Ein Head of Sales öffnet sein CRM
Er sieht 2 Millionen Euro Pipeline. Er geht damit ins Board Meeting. Er plant Einstellungen, Budgets und Quartalsziele auf dieser Basis.
Am Monatsende sind es 400.000 Euro. Nicht weil die Deals verloren gingen. Sondern weil sie nie real waren.
Was in der Pipeline wirklich steht
60% der Deals in einer durchschnittlichen B2B Pipeline bewegen sich seit über 30 Tagen nicht mehr (Salesforce State of Sales). Das sind Deals ohne nächsten Schritt, ohne Kontakt seit Wochen, mit Close Dates die zum dritten Mal verschoben wurden.
Aber im CRM sehen diese Deals aus wie jeder andere. Sie stehen in der Stage "Angebot" mit einer automatischen Wahrscheinlichkeit von 50%. Das CRM multipliziert den Deal Wert mit dieser Zahl und sagt dem Manager: "Alles im grünen Bereich."
Das Problem ist nicht dass das CRM falsch rechnet. Das Problem ist dass das CRM nicht wissen kann ob der Deal sich wirklich bewegt. Es speichert was der Vertriebler eingibt. Nicht mehr, nicht weniger.
Warum Weighted Pipeline eine Illusion ist
Jedes CRM arbeitet mit Stage Wahrscheinlichkeiten. 10% bei Erstkontakt, 30% bei Demo, 50% bei Angebot, 70% bei Verhandlung. Diese Prozente sind statisch. Ein Deal der seit 3 Tagen in der Demo Stage ist, bekommt die gleichen 30% wie ein Deal der seit 45 Tagen dort steht.
In der Realität ist der eine Deal frisch und aktiv. Der andere ist faktisch tot.
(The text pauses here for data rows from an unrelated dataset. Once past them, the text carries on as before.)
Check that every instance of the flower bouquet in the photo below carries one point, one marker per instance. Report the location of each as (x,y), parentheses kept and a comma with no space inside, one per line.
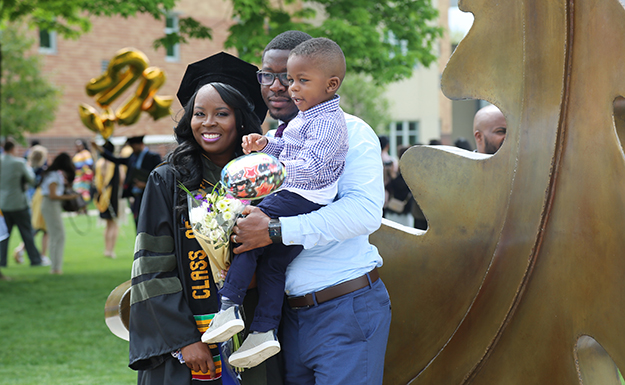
(212,217)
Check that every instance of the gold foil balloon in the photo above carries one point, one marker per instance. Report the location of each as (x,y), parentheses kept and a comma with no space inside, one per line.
(127,66)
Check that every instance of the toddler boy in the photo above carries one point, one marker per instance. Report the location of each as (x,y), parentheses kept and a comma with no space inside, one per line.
(313,149)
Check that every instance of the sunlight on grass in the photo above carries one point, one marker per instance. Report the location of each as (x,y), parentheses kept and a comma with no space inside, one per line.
(53,329)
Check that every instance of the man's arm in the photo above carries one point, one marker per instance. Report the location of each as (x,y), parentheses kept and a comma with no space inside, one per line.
(358,211)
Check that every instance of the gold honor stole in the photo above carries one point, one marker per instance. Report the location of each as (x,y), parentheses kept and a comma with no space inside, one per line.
(202,322)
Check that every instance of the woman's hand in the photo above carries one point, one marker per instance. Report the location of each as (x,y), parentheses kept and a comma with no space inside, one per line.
(252,231)
(253,142)
(198,357)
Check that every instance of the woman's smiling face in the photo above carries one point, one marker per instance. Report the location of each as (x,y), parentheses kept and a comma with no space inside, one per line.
(214,126)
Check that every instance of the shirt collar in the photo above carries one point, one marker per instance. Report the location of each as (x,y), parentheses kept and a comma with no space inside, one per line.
(328,105)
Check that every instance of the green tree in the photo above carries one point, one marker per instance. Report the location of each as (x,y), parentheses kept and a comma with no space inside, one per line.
(29,100)
(384,39)
(365,99)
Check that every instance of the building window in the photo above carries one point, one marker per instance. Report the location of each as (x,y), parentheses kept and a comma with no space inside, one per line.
(47,41)
(171,26)
(403,133)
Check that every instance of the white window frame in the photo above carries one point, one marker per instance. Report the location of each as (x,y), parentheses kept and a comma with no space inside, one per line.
(52,37)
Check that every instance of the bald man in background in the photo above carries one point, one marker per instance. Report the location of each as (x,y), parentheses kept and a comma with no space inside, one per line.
(489,129)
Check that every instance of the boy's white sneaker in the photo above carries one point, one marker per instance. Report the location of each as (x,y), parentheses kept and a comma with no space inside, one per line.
(256,348)
(225,324)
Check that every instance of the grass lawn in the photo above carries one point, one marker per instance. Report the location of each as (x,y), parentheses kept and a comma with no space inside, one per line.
(52,327)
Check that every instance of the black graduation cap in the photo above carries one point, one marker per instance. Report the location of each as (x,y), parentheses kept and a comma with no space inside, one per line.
(227,69)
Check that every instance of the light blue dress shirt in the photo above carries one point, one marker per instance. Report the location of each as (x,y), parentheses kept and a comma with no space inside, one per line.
(336,237)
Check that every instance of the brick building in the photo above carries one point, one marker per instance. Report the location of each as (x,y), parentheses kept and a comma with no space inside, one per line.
(71,64)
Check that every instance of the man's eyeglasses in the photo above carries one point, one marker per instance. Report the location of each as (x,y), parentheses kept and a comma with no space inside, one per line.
(267,78)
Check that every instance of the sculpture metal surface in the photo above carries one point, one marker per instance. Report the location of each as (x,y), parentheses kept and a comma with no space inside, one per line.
(519,278)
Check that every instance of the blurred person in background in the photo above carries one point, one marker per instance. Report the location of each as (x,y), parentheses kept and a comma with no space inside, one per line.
(38,159)
(489,129)
(60,174)
(140,163)
(107,181)
(83,163)
(14,174)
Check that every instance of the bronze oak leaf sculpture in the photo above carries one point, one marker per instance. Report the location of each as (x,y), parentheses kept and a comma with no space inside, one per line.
(520,277)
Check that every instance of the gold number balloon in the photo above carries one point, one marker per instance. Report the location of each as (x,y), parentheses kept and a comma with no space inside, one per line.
(127,66)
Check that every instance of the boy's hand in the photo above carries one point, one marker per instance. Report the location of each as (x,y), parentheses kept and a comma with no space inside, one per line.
(253,142)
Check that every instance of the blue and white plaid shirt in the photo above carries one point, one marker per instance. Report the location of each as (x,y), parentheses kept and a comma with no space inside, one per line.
(313,147)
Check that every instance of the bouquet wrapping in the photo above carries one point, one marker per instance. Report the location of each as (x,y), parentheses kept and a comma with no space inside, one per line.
(212,217)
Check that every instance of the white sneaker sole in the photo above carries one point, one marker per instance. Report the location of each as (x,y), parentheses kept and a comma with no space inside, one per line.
(255,356)
(224,332)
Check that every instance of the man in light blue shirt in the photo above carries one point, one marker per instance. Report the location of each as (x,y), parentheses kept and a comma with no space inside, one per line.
(336,321)
(14,173)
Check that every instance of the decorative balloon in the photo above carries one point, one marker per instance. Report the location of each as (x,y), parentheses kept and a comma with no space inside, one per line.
(127,66)
(253,176)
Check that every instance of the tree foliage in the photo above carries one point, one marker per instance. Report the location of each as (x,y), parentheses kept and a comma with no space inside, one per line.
(29,100)
(384,39)
(365,99)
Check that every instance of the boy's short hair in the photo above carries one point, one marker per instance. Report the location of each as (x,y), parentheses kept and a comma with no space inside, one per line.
(287,41)
(323,53)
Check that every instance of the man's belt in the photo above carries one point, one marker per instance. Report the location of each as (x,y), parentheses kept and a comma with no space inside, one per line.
(334,291)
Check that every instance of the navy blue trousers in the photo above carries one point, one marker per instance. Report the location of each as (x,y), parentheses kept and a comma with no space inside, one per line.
(342,341)
(269,263)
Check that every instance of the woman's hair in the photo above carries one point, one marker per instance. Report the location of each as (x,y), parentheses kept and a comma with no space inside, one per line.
(186,158)
(64,163)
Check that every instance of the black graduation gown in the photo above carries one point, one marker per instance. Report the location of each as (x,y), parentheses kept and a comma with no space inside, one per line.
(172,288)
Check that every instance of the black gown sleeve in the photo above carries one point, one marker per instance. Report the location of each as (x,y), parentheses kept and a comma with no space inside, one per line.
(160,318)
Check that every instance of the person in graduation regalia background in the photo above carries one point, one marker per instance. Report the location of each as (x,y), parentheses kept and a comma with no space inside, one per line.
(173,295)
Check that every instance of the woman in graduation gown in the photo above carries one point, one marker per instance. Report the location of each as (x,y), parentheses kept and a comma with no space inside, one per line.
(173,296)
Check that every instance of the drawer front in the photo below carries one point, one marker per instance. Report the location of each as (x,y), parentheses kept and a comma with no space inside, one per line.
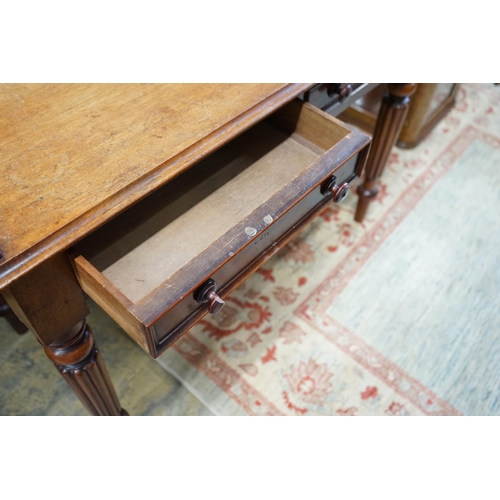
(219,221)
(271,238)
(334,98)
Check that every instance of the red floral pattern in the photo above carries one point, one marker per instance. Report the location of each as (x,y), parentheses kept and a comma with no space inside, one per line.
(309,383)
(291,333)
(285,296)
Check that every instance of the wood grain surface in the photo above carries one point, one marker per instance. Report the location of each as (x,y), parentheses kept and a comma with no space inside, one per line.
(73,156)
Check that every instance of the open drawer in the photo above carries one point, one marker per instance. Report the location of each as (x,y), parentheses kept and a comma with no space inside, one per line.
(161,265)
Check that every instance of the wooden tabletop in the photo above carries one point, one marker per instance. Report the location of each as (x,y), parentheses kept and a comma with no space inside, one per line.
(73,156)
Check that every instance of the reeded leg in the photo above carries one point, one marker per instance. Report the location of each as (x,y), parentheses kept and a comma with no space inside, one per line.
(79,361)
(50,302)
(389,123)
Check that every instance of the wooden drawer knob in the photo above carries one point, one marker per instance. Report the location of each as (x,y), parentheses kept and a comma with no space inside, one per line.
(343,92)
(207,293)
(338,192)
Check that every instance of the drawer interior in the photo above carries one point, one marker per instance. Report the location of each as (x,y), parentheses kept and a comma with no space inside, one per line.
(141,249)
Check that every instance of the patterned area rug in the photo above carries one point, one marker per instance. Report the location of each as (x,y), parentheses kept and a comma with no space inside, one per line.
(399,315)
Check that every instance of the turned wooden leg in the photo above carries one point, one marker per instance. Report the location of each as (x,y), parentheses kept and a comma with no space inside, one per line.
(50,302)
(389,123)
(9,315)
(77,358)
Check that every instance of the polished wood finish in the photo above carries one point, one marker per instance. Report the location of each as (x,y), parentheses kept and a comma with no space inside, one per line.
(211,220)
(51,303)
(49,300)
(80,363)
(423,113)
(389,123)
(74,156)
(12,319)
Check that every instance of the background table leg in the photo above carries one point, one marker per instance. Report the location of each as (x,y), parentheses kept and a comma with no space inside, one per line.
(79,361)
(389,123)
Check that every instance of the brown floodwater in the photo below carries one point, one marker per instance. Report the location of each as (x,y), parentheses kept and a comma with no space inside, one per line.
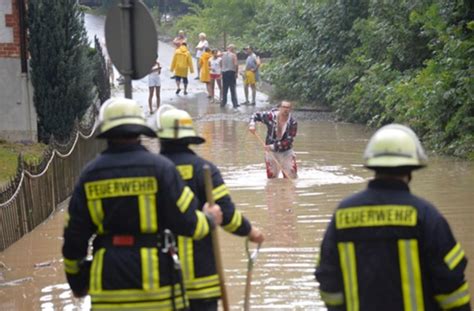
(292,214)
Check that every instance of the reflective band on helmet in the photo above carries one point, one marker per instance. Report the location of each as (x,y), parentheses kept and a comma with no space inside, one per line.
(332,299)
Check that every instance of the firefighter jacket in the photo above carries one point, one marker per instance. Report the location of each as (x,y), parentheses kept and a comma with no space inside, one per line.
(270,119)
(198,264)
(128,197)
(386,249)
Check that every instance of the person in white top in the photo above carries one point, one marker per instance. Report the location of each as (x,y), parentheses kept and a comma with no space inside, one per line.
(154,85)
(215,65)
(202,45)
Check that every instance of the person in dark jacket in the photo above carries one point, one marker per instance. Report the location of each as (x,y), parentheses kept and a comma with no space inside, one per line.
(281,132)
(176,133)
(132,200)
(387,249)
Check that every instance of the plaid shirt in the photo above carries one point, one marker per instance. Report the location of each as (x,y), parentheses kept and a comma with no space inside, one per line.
(269,118)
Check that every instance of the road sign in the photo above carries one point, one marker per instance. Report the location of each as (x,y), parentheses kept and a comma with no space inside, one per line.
(131,38)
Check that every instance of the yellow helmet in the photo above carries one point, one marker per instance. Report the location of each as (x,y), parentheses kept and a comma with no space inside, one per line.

Aber die Weighted Pipeline behandelt beide gleich.
Der Head of Sales der mit diesen Zahlen ins Board geht, belügt sich selbst. Nicht absichtlich, sondern weil sein System ihm keine bessere Grundlage gibt.
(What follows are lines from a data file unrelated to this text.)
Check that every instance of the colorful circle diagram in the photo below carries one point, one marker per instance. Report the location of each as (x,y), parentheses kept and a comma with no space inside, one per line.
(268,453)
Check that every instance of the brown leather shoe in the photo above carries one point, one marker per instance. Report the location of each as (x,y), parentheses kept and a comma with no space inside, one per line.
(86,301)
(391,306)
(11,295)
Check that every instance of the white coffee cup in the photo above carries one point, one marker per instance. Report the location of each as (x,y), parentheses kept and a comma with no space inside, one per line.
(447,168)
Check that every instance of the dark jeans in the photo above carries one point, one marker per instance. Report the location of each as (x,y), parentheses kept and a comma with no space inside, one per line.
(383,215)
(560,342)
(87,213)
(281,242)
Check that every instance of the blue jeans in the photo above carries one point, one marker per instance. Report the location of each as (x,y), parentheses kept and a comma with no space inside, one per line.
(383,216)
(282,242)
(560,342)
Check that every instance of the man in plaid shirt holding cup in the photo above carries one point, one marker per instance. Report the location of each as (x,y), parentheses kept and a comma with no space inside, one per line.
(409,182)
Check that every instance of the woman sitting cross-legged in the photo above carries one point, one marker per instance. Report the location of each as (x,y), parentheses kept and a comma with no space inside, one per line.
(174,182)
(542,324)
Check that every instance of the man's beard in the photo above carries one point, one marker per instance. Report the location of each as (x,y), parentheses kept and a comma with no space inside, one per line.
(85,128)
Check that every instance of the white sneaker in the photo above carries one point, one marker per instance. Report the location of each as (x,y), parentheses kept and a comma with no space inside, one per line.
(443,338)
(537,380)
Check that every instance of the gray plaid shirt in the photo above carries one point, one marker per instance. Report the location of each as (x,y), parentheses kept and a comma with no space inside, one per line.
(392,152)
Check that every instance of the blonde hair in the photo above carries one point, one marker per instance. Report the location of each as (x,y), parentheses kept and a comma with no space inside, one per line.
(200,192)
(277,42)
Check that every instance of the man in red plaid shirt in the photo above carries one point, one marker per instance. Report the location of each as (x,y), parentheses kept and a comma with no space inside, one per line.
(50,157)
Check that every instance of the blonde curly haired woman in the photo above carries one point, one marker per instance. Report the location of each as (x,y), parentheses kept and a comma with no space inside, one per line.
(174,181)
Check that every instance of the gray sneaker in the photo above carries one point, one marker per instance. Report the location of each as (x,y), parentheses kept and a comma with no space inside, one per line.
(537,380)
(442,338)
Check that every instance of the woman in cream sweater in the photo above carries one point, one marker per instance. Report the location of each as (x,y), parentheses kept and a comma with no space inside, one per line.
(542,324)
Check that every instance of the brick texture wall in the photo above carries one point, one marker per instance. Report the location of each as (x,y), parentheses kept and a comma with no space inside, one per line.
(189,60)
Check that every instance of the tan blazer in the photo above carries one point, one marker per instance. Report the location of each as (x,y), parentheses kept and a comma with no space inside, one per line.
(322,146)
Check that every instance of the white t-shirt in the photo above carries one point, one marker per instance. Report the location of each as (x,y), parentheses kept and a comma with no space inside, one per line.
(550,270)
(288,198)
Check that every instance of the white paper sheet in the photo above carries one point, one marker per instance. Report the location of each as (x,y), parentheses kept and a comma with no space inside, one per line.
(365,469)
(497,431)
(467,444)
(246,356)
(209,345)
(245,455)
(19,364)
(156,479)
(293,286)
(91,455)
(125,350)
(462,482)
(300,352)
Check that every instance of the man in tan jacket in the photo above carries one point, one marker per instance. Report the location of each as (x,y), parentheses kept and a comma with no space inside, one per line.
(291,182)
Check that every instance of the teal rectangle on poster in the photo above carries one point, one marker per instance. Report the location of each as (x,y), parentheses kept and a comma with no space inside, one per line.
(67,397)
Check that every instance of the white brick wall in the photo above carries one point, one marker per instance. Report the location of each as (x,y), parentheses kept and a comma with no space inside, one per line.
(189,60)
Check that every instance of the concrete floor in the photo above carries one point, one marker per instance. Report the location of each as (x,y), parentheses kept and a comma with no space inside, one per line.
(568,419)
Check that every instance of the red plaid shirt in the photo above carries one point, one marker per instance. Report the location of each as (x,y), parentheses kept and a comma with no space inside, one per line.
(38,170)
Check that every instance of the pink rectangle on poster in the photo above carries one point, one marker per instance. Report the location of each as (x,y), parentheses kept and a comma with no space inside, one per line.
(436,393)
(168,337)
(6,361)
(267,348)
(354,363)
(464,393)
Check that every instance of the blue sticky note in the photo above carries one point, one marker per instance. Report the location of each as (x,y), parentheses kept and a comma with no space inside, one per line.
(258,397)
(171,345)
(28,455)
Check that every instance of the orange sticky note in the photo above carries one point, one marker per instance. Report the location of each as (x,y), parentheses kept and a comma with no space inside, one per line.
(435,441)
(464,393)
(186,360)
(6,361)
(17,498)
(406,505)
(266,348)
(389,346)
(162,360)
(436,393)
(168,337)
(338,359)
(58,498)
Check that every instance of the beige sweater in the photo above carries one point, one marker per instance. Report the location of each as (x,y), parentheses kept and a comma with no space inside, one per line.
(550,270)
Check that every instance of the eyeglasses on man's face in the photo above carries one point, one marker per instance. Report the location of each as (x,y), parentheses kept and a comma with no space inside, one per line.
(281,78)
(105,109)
Was man stattdessen braucht
Die Frage ist nicht "Wie viel Pipeline habe ich?" sondern "Wie viel davon bewegt sich wirklich?"
Dafür braucht man drei Dinge die kein CRM architektonisch liefern kann:
Bewegt sich der Deal? Wie lange steht er schon in dieser Stage im Vergleich zu Deals die tatsächlich gewonnen wurden?
Gibt es einen nächsten Schritt? Nicht irgendwann, sondern einen konkreten, datierten nächsten Schritt der auch eingehalten wird.
Wird das Close Date eingehalten? Oder wurde es schon mehrfach verschoben, was darauf hindeutet dass der Deal nur auf dem Papier existiert?
Erst wenn man diese drei Fragen für jeden einzelnen Deal beantworten kann, weiß man wie viel der Pipeline wirklich real ist.
Fazit
Die nächste große Verbesserung für Ihren Vertrieb ist kein besseres CRM und keine bessere Lead Generierung. Es ist die Ehrlichkeit darüber, wie viel Ihrer Pipeline wirklich lebt. Alles andere ist planen mit Hoffnung.